270km/h巡航を実現するために海を渡って開発!

チューニングの概念を変えたHKS渾身の作

『欧州スーパースポーツを超える性能』というコンセプトのもと、HKSが2年(1989年〜1991年)という長い歳月を費やし創造した、BNR32ベースの究極チューンドコンプリート。それがZERO-Rだ。

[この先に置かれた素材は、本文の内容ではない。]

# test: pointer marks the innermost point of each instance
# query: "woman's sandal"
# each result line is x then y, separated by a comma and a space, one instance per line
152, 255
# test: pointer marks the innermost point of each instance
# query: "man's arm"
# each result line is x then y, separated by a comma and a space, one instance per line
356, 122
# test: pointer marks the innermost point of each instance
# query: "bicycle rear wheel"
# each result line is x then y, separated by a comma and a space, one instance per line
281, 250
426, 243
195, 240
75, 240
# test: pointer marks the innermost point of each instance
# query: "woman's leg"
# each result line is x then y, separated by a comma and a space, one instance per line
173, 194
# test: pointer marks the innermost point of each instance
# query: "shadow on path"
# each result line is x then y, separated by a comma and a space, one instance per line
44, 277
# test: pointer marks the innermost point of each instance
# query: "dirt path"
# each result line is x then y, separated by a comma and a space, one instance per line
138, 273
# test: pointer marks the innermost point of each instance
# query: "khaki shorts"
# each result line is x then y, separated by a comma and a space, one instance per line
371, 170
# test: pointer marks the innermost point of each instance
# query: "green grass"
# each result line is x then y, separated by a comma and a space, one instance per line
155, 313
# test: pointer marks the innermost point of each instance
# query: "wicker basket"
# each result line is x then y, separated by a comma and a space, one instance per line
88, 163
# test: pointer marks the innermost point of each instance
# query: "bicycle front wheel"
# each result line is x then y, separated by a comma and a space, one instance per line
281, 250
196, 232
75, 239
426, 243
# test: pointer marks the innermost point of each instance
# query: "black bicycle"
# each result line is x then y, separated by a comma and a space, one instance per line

目指したのは「270km/hでの高速巡航、そして300km/h以上の最高速」。しかも保安基準の範囲内で、だ。それを実現するために、開発車両はドイツのニュルブルクリンクで最終テストを行った後、アウトバーン(ドイツ)〜アウトストラーダ(イタリア)〜オートルート(フランス)を経由して、スペインのバルセロナを目指すという総距離2000kmにおよぶ壮大なヨーロッパ大陸ツーリングを敢行したのだ。

ちなみに、ZERO-Rは1994年に満を侍して市場に投入(10台限定)されたが、バブル景気の崩壊&1600万円という価格がネックとなり、販売台数は2台に留まったという悲しい歴史があったりする。

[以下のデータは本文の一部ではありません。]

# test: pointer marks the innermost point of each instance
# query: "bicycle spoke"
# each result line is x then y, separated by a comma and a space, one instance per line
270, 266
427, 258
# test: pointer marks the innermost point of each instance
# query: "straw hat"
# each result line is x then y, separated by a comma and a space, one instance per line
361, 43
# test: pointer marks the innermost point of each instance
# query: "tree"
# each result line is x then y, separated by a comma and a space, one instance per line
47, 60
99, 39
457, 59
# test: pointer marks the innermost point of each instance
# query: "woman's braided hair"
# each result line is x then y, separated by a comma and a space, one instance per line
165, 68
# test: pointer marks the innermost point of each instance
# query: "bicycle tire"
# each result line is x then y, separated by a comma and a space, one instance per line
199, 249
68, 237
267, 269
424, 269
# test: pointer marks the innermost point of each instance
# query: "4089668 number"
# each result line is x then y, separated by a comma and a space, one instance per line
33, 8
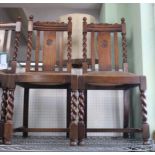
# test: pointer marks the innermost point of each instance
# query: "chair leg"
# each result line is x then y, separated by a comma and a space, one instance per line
74, 120
85, 111
126, 100
25, 111
8, 125
81, 124
3, 112
145, 126
68, 117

細部を見ていく。特徴的なエクステリアは、空力を徹底追及したZERO-R専用モデルのエアロパーツで武装。超高速巡航を想定し、フロアのフラットボトム化まで果たされている。

燃料タンクはリヤシート下へと移設し、重量バランスを改善。この燃料タンクの移設によりリヤのディフューザー化や、マフラーのデュアルレイアウト化が可能となり、結果として排ガスや排気音の抑制にも繋がったという。

完全2シーター化されているのもZERO-Rの特徴。スピードメーターは360km/h、タコメーターは1万rpmまでスケールが刻まれる。

ステアリングやスカッフプレートにはZERO-Rのロゴが入る。

そして心臓部。初期はTO4Eタービンをツインで搭載し、負荷に応じてシングルorツインと駆動を切り替える独自のシーケンシャルツインターボ仕様(423ps)を構築していたが、取材車両はHKSテクニカルファクトリーの手によってアップデートを敢行。Vカム+GT2530ツインターボによる600ps仕様としている。

ホイールはレイズのプログレッシブME(18×9.5J+22)で、タイヤにはミシュランパイロットスポーツ(245/40R18)を組み合わせる。ブレーキはブレンボGTキャリパーシステムを奢る。

ピークパワー至上主義が主流であった当時のチューニング業界に総合性能主義を提唱し、日本のトップチューナー達に大きな影響を与えた1台である。